In the past, I have tried to do all the things. There were a few years where I really tried to maintain the Day Job, writing side-gig, music hobby, and I even tried teaching kids how to program twice a week in an afterschool program. I was also trying to stay involved in an ongoing roleplaying game, be a Dad to my kids, a husband to my wife, and maintain my house. It was too much, and I ultimately didn’t do any of it very well.
I stopped teaching first. Then I dropped out of the bands. After that, I found equilibrium and was able to finish and actually publish stories.
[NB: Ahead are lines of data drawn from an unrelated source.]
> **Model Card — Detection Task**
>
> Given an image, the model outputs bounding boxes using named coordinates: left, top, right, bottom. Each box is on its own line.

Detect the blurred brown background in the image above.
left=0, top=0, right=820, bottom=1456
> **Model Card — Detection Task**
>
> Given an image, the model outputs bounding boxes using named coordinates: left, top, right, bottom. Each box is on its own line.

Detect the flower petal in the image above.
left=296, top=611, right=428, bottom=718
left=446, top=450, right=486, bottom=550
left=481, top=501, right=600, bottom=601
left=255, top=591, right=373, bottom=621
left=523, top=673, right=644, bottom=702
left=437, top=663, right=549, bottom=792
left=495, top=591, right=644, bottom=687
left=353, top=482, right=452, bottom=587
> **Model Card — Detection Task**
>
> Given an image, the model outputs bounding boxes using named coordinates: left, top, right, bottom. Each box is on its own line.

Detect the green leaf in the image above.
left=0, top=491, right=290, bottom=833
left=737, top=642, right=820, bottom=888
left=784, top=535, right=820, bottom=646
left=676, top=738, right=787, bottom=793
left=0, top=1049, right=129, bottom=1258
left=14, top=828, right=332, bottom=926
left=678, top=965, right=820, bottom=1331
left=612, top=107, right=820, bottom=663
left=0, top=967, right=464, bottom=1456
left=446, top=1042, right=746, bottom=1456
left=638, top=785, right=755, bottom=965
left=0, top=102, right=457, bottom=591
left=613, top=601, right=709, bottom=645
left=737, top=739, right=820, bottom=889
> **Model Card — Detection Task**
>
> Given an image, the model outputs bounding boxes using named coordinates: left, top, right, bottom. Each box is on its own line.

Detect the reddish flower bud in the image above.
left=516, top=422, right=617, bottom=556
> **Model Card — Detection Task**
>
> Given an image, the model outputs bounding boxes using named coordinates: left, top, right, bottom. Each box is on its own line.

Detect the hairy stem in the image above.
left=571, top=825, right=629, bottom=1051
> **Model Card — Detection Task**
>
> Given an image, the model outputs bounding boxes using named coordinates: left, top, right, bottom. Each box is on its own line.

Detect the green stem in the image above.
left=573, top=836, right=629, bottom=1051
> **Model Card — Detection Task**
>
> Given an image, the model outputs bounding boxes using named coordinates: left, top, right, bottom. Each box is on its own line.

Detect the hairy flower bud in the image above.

It’s been over a year since I’ve finished any real stories. I can probably be forgiven for some of this year, as publishing The Repossessed Ghost took some time, and it was real authorly work. And I’ve been working very slowly on a follow-up story, and I have plans to work on a sequel novel in November.
But I still feel spread thin. Thin enough that repairing the flat tire on my car slipped through the cracks this morning and I barely noticed. That’s a sign that things are out of balance again.
I’m still going to keep showing up, though. I’m not going to quit.
There are days like today where once I leave the Day Job behind, it is very tempting to just go to sleep and hope for more time the next day, writing be damned. And I can tell you from experience that that way lies depression and burnout.